La servitude tenant à l'existence d'un périmètre d'attente d'un projet d'aménagement global, qui a un caractère provisoire, n’est pas prise en compte pour l’évaluation d’un terrain à bâtir

3e Civ., 28 septembre 2023, n° 22-21.012, publié au Bulletin

Pour la réalisation d’une opération d’aménagement des bords de la Garonne, à Bordeaux, une parcelle a été expropriée et le juge de l’expropriation a été saisi pour fixer l’indemnité de dépossession revenant à l’exproprié.

Cette parcelle était située, en vertu du plan local d’urbanisme, dans un périmètre d’attente de projet d’aménagement global. Une telle servitude, prévue à l’article L. 151-41 5° du code de l’urbanisme, rendant la parcelle presque inconstructible, peut grever un bien pour une période maximale de cinq ans. Elle est donc nécessairement temporaire.

La cour d’appel, se fondant sur ce caractère temporaire, n’a pas tenu compte de cette servitude grevant la parcelle expropriée à la date de référence.

Lorsqu’à la date de référence, le bien est situé dans un secteur couvert par un périmètre d’attente de projet d’aménagement global limitant provisoirement les possibilités de construction, le juge de l’expropriation doit-il tenir compte de cette limitation pour déterminer l’indemnité de dépossession ou l’écarter en raison de son caractère provisoire ? C’est la question à laquelle a répondu, dans l’arrêt ici commenté, la Cour de cassation le 28 septembre 2023.

De prime abord, on pourrait considérer que l’article L. 322-4 du code de l’expropriation pour cause d’utilité publique implique de retenir, pour l’évaluation des terrains à bâtir, toutes les servitudes qui existent à la date de référence, le texte ne précisant pas si ces servitudes doivent être permanentes.

Au contraire, s’agissant d’un bien qui n’est pas qualifié de terrain à bâtir, l’article L. 322-2 du même code prévoit qu’il n’est tenu compte, pour son évaluation, que des servitudes affectant « de façon permanente » l’utilisation du bien à la date de référence.

Or, il résulte des débats parlementaires ayant précédé l’adoption de la loi n° 85-729 du 18 juillet 1985 relative à la définition et à la mise en œuvre de principes d’aménagement, qui a modifié l’article L.13-15 I., alinéa 1er, devenu L. 322-2 précité, que le législateur a entendu aligner l’évaluation des terrains selon leur usage effectif et celle prévue pour les terrains à bâtir quant à la prise en compte des servitudes.

La précision sur le caractère permanent des servitudes à prendre en compte, mentionnée uniquement dans l’article L. 322-2, doit dès lors s’appliquer pour l’évaluation des terrains à bâtir.

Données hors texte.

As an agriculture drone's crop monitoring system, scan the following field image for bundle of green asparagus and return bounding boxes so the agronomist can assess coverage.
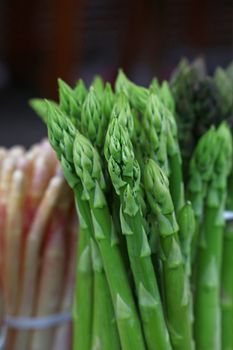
[30,67,233,350]
[0,140,77,350]
[170,58,233,172]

On observera, en outre, que l’emplacement réservé, autre outil permettant de geler la constructibilité d’un secteur dans l’attente de la réalisation d’un projet par son bénéficiaire, constitue une servitude cette fois permanente, dont il n’est pas tenu compte pour l’évaluation du bien exproprié, ainsi que l’édicte l’article L. 322-6 du code de l’expropriation pour cause d’utilité publique.

L’absence de disposition similaire, s’agissant d’un périmètre d’attente d’un projet d’aménagement global, s’explique par le caractère temporaire de cette servitude, celle-ci devenant inopposable au propriétaire du terrain par le seul écoulement du temps et ne pouvant dès lors constituer un élément de moins-value lors de son évaluation.

La Cour de cassation a donc approuvé la cour d’appel de n’avoir pas tenu compte de cette servitude temporaire, procédant ainsi à la clarification et à l’unification des règles de droit voulues par le législateur.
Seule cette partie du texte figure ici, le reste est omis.